Top Five New South Wales Wines by ICC Sydney’s Beverage Operations and Cellar Manager, William Wilson
Opening this month, the International Convention Centre Sydney (ICC Sydney) is Australia’s premier convention, exhibition and entertainment precinct. The world class venue will feature an exquisite 93 bottle Wine Collection, with 80 per cent of the list hailing from New South Wales.
Here, ICC Sydney’s Beverage Operations and Cellar Manager, William Wilson, discusses his selection process and five favourite drops.
If you’ve visited Darling Harbour recently you will have noticed its transformation, with ICC Sydney at its heart. This dramatic change is not unlike that of the wine industry of New South Wales (NSW) – something that is close to my heart.
At ICC Sydney we are committed to working with NSW producers to deliver outstanding, healthy dishes that are ethically sourced and bursting with flavour. This local emphasis is mirrored in our wine list. It includes drops from some of the State’s larger family owned winemakers including Tyrrell’s, De Bortoli and McWilliams, plus emerging suppliers like Chalkers Crossing, Silkman, Brangayne and Long Rail Gully, all of whom produce cracking wines.
To create the ICC Sydney Wine Collection, I led an expert panel in blind tasting more than 1,000 wines in seven days - it’s a hard life. That week proved to me that the quality of wines from NSW has improved immensely over the last decade.
While NSW’s mature wine regions continue to excel, the big story for me is the quality coming out of younger areas like the Southern Highlands, New England, Canberra District, Hilltops, Tumbarumba and Orange.
There are so many fantastic regions and wineries that it’s tough to pick just five to highlight, but here they are.
2015 Printhie Vintage Brut, Orange, NSW
If you went back a decade, you wouldn’t find much sparkling wine coming out of Orange. A couple of weeks ago however, Printhie took out the Best Sparkling wine at the Melbourne Royal Wine Show with their Swift label. I preferred this drop, as it’s so zesty and fresh with a hint of rosewater on the nose, followed by green apples and lemon. It’s great for starting a meal with and offers exceptional value.
2014 Allandale Tempranillo, Hilltops, NSW
Allandale has been producing wine in the Hunter Valley since the 1970’s and has recently started to complement their classic Hunter Semillon, Chardonnay and Shiraz with alternative varieties from other NSW regions. This take on the classic Spanish grape stood out with a vibrant violet nose, black cherries, and sweet black grapes with a fresh lifted red cherry finish.

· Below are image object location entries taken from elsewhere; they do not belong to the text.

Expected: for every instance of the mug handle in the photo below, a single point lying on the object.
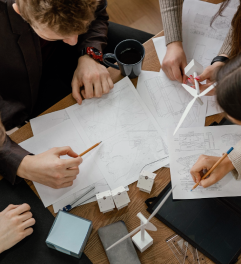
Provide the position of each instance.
(107, 63)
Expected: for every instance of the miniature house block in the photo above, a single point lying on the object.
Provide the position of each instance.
(120, 197)
(105, 201)
(192, 67)
(142, 245)
(146, 181)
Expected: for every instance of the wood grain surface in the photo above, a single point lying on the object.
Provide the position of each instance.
(159, 252)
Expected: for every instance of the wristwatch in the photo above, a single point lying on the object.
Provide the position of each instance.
(93, 53)
(219, 58)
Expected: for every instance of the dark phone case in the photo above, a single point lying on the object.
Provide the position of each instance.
(123, 253)
(210, 225)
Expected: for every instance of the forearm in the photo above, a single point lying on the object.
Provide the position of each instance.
(227, 44)
(97, 34)
(11, 155)
(171, 11)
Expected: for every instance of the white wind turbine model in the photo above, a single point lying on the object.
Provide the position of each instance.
(142, 239)
(195, 94)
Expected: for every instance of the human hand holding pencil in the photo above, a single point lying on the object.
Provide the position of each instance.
(216, 168)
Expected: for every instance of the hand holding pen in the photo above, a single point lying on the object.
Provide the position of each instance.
(217, 168)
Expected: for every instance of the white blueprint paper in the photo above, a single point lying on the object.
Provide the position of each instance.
(201, 41)
(131, 138)
(185, 148)
(212, 106)
(64, 134)
(100, 186)
(167, 101)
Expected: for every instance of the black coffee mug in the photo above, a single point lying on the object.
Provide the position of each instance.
(129, 55)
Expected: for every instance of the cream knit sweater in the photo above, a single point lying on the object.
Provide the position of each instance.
(171, 11)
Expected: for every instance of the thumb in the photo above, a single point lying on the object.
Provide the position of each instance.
(204, 76)
(65, 151)
(212, 179)
(76, 90)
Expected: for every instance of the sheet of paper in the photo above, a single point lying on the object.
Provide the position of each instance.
(201, 41)
(185, 148)
(212, 106)
(167, 101)
(41, 123)
(130, 135)
(64, 134)
(100, 186)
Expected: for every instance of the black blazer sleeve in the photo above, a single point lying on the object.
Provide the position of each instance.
(96, 36)
(11, 155)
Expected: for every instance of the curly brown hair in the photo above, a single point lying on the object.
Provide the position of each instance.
(64, 17)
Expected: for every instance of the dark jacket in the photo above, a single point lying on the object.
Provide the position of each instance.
(20, 74)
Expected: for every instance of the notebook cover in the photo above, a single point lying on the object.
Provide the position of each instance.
(33, 248)
(207, 224)
(122, 253)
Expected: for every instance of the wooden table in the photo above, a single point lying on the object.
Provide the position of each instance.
(159, 252)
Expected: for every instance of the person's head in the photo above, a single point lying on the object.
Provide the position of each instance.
(58, 19)
(228, 89)
(236, 32)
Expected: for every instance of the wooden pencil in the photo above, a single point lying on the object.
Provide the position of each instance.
(90, 149)
(213, 167)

2016 De Iuliis Semillon, Hunter Valley, NSW
The Hunter Valley is rightly famous for its aged Semillons. More recently, a number of exciting winemakers have started to produce young and fresh versions highlighting the variety’s zesty acidity. The young Semillon from De Iuliis (pronounced de-you-lee-us) is a real showstopper. The aroma bursts with fresh tropical fruit and lime juice, and the light body features an array of citrus characters. It suits any occasion, so forget about sticking to the usual Sauvignon Blanc.

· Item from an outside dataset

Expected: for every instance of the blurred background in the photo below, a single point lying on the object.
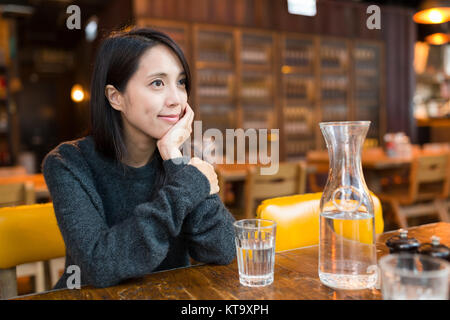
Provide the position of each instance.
(255, 65)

2016 Lark Hill Dark Horse White Blend, Canberra District, NSW
This blend of Marsanne, Roussane and Viognier really stood out amongst some fantastic drops during the tasting. That it is from a certified biodynamic and organic vineyard is an added bonus. The Dark Horse wines come from Murrumbateman, just north of Canberra, one of the most exciting regions in NSW. The liquid is pale and fresh with a floral honeysuckle aroma, followed by apricots with a rich body and some fresh green apple acidity to finish.
2011 Toppers Mountain Nebbiolo, New England, NSW
I would never have expected to run a blind tasting where the highest scoring Italian style wine came from 50 kilometres North of Armidale in New England. Toppers Mountain is one of the older vineyards in the region and has a brilliant range of award winning alternative varieties. Nebbiolo is a very difficult grape and needs a lot of skill in the vineyard to get the best from it and this really surprised me. The nose has rose petals and red cherries with more fresh red fruit on the palate and a lingering tannin aftertaste – a perfect match for charcuterie.